Il finlandese scosse la testa.
«Non mi fido dei russi, soprattutto se si dimostrano così affabili e disponibili nei miei confronti»
Il suo interlocutore e i suoi compatrioti scoppiarono in una sonora risata.  
«Temo proprio che tu ti stia sbagliando. Noi non siamo al servizio dello zar» replicò Aleks, esternando completo disprezzo per l’autorità imperiale.   
Verner li guardò tutti con più attenzione, sul volto portavano i segni della fame e della fatica, i loro fisici erano provati dal duro lavoro allo stesso modo di qualunque finlandese.  
«Siete comunisti?» ipotizzò.
Il giovane negò: «siamo anarchici. Siamo fuggiti oltre il confine per evitare l’arresto, ma presto torneremo in Patria.
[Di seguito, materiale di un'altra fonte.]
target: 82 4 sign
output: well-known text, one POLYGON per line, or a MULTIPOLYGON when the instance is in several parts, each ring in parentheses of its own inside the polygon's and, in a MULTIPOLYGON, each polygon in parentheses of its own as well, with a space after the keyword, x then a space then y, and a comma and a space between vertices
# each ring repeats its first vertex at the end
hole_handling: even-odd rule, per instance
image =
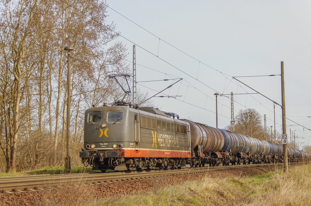
POLYGON ((287 135, 282 135, 282 144, 286 145, 287 144, 287 135))

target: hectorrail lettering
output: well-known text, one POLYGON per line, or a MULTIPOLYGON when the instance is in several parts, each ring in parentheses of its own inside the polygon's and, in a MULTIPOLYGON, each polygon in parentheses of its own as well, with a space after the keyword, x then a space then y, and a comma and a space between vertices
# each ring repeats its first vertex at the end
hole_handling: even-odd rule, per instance
MULTIPOLYGON (((166 134, 157 134, 156 133, 156 135, 157 139, 157 144, 158 145, 164 147, 179 147, 178 145, 178 140, 176 136, 171 136, 166 134)), ((152 135, 153 135, 153 132, 152 132, 152 135)), ((155 139, 154 137, 154 139, 155 139)), ((153 144, 152 144, 153 146, 153 144)))

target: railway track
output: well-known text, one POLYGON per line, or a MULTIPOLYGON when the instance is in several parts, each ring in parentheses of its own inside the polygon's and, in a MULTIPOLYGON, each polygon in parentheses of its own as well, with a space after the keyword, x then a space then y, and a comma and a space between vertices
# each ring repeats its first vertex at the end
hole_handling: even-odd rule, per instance
MULTIPOLYGON (((296 165, 297 163, 290 163, 296 165)), ((76 186, 93 184, 109 184, 114 182, 136 181, 168 176, 188 175, 208 172, 274 166, 282 167, 283 163, 262 164, 197 168, 174 169, 130 171, 105 173, 90 172, 55 175, 40 175, 0 178, 0 193, 22 192, 53 189, 58 187, 76 186)))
La nostra gente sta aprendo gli occhi, le cose stanno cambiando…»
«A me non importa nulla della vostra gente!» fu la fredda risposta del finlandese.
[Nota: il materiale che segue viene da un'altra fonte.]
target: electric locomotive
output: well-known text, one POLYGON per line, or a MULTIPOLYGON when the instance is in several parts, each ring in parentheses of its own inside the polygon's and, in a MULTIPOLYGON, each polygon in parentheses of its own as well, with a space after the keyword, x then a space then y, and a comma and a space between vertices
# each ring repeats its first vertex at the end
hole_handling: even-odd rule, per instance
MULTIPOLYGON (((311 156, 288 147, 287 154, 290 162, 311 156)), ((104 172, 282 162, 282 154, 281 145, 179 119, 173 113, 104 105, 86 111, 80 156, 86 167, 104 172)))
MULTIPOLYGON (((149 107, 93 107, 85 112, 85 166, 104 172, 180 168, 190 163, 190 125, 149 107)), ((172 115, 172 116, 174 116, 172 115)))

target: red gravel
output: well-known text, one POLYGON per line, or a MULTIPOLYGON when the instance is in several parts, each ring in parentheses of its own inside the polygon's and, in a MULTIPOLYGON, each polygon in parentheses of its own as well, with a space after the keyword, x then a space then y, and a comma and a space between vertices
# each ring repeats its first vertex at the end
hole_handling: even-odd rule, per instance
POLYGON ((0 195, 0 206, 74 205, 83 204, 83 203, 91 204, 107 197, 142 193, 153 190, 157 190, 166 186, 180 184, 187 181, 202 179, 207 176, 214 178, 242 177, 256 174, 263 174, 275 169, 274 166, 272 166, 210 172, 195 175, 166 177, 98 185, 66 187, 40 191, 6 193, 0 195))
Aleks scambiò uno sguardo d’intesa con i suoi compagni.
«Ad alcuni tuoi compatrioti sembra interessare parecchio la situazione politica russa» continuò.
Verner rimase perplesso: «di chi stai parlando?»
«Dei rossi»
Il finlandese restò perplesso e confuso dalla situazione: «credevo che voi non foste comunisti»
Aleks scosse le spalle: «possiamo accettare il fatto di avere obiettivi in comune»
Verner sbuffò: «per me siete tutti uguali»
L’altro mostrò un sarcastico sorriso.
«Eppure nemmeno tu sembri così diverso» affermò guardandolo dritto negli occhi.
Il finlandese non diede troppa importanza a quelle parole, era certo che la sua fosse soltanto una provocazione. Senza aggiungere altro voltò le spalle e si allontanò per tornare al suo lavoro.
Il russo restò a fissarlo finché un suo compagno non richiamò la sua attenzione.
«Avresti dovuto lasciarlo stare. Sai come sono questi finlandesi, freddi come i loro ghiacciai e testardi come le loro renne!»
«A me è sembrato un tipo a posto. Ha carattere»
«Non è un rosso»
«Questo non è un problema»
Il suo compagno non comprese l’esatto significato di quella frase, ma intuì che avesse qualcosa in mente.
«Non credo ci abbia preso in simpatia, dubito che lo rivedremo da queste parti»
«Io invece sono certo che tornerà» concluse Aleks con aria soddisfatta.